Os estudos da equipe de Levi sugerem que o HPV se aloja preferencialmente na base da língua e nas amígdalas. O vírus pode favorecer a formação de tumores ao interagir com genes das células humanas e inativar o processo de produção da proteína p53, a principal responsável pelo reparo do DNA. “Se o HPV inativa a p53, as células começam a se multiplicar descontroladamente”, diz ele. Uma estratégia para deter o vírus e a formação de células anormais seria, portanto, restaurar e fortalecer a ação da p53. Uma molécula conhecida como P-Mapa, desenvolvida pela rede de pesquisa Farmabrasilis, que conta com pesquisadores da Universidade Estadual de Campinas (Unicamp), da USP e de universidades dos Estados Unidos – com apoio da FAPESP –, conseguiu restaurar a atividade da proteína p53 em ratos com câncer de bexiga urinária induzido, de acordo com um estudo publicado em 2012 na Infectious Agents and Cancer. Em testes em laboratório, a molécula mostrou-se capaz de reduzir em 95% os tumores desses animais, por meio da ativação de receptores celulares do sistema imune inato (receptores toll-like), favorecendo também a produção de um tipo de proteína que bloqueia o processo que leva à formação de vasos sanguíneos que nutrem os tumores e os ajudam a se espalhar por outros tecidos.

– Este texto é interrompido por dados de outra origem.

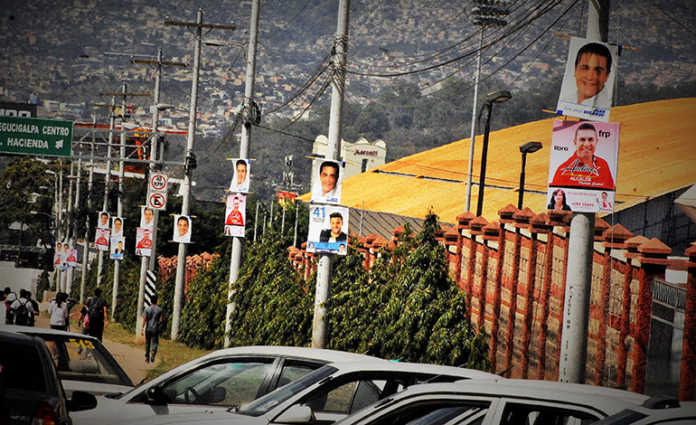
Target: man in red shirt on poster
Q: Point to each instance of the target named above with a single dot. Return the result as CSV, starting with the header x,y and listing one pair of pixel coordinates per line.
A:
x,y
584,168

Um teste molecular não invasivo desenvolvido por pesquisadores e médicos da Universidade Federal de São Paulo (Unifesp), do A.C. Camargo e do Hospital do Câncer de Barretos talvez possa ajudar na detecção precoce do risco de reaparecimento de tumores de cabeça e pescoço, em pessoas que já os tiveram, antes dos primeiros sinais clínicos, ampliando a eficácia do tratamento. O teste consiste no exame molecular de células epiteliais encontradas na saliva. O DNA dessas células é extraído e se avalia se genes supressores de tumores apresentam um tipo específico de alteração, a hipermetilação. Pessoas cujos genes supressores sofreram essa alteração apresentaram um risco cinco vezes maior de reaparecimento dos tumores de cabeça e pescoço do que as pessoas cujos genes estavam inalterados. Os pesquisadores acreditam que o teste poderia ser usado também para identificar alterações genéticas prejudiciais em quem não teve a doença para saber se há risco de desenvolvê-la.